27 Jul 2016

A Live Coal in the Sea (by Madeleine L'Engle)

A live coal in the sea by Madeleine L'Engle
(Amazon UK link)
When I read Madeleine L’Engle’s teenage novel ‘Camilla’ about a month ago, I commented at the end of the review that I found the ending rather inconclusive. I cared enough about the main character that I wanted to know what would happen. I hadn’t expected to discover what the author intended, so was very pleased when a friend told me that there’s a sequel, and lent it to me.

‘A Live Coal in the Sea’ is decidedly an adult rather than teenage novel. Camilla, who was in her teens in the first book, is now a grandmother in her fifties. The first chapter shows her receiving a special award for her work in astronomy. It also introduces her adult son Taxi, who is an actor, and her daughter Frankie, who is an illustrator. Camilla has a student granddaughter too, Raffi, with whom she is very close; the daughter of Taxi and his wife.

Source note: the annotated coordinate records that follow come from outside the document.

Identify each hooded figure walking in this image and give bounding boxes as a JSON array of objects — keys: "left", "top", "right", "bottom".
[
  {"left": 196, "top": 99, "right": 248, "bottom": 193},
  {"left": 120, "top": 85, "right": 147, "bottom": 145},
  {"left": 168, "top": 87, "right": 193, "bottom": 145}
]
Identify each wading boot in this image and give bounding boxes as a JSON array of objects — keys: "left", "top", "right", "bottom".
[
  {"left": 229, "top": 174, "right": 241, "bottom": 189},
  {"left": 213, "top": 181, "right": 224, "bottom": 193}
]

However most of the story takes place in the past, in a series of flashbacks that move through Camilla’s life from the time when she was a student herself. The story is held together by conversations between Camilla and Raffi, who has been told something very disturbing by her father. There’s evidently some complex and rather murky secret in the family’s past, and Camilla decides that it’s time to speak out.

The book then gradually moves us forward through Camilla’s life, cleverly written so as to introduce a little of the story at the time. Every so often a little more time passes and we see her with Raffi again. It’s not entirely clear which sections are Camilla remembering, and which ones express what she actually talks about, but it doesn’t matter. The device works, even if the conversations between Camilla and Raffi are a bit stilted in places, and I found myself quickly drawn into the story, intrigued to find out how it would all fall into place.

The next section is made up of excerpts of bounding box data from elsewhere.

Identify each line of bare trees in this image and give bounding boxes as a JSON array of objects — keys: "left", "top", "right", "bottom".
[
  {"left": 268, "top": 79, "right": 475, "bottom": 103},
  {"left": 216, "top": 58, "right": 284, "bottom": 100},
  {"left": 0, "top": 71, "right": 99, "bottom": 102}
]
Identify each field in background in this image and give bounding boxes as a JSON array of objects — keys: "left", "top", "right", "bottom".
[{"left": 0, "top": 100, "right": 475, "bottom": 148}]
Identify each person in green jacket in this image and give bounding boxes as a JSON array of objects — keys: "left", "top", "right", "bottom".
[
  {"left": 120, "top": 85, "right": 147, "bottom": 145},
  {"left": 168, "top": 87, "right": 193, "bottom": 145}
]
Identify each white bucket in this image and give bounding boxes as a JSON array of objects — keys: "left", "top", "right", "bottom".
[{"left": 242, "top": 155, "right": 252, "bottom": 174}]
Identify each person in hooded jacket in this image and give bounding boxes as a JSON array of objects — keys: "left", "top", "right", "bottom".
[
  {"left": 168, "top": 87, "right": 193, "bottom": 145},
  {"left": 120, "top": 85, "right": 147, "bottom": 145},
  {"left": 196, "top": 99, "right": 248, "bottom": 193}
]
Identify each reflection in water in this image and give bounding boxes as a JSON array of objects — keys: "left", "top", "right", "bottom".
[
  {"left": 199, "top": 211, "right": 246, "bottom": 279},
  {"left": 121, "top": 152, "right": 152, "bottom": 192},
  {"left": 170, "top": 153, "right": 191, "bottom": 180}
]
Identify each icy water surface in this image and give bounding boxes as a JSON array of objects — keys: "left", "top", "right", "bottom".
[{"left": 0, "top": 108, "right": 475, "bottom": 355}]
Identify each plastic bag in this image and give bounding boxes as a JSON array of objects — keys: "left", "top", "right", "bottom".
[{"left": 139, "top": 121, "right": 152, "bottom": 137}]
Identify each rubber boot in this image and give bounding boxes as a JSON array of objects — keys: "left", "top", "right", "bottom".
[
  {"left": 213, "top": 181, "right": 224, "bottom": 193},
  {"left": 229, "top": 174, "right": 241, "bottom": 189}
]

While the blurb on the back calls this a ‘gripping and psychologically complex tale’, I didn’t find it tense or even particularly complicated, once I had become used to the switches in time. There are tangential comments about astronomy and simple number theory that I found interesting, but Camilla’s work mostly takes a back seat to her family life, and her relationship with her husband and extended family.

The characters are mostly three-dimensional and believable, and I found myself growing particularly fond of Camilla’s in-laws. It wasn’t a difficult read and I finished it in just a couple of days. Overall, I thought it a satisfying sequel which does, indeed, take the story forward and shows what happens in Camilla’s later life. Her close friend Luisa is also involved in the novel though the two are, inevitably, less close than they were as teenagers.

Older teens might enjoy this, but be warned that there there is some ‘adult’ content, including one particularly disturbing memory, and several rather frank discussions about sexuality. As with most of L’Engle’s books there’s a low-key Christian theme too, but it’s not pushy at all. The church is very much a part of Camilla’s life as she marries into a clerical family, so faith of some kind is taken for granted.

All in all, I liked this book very much.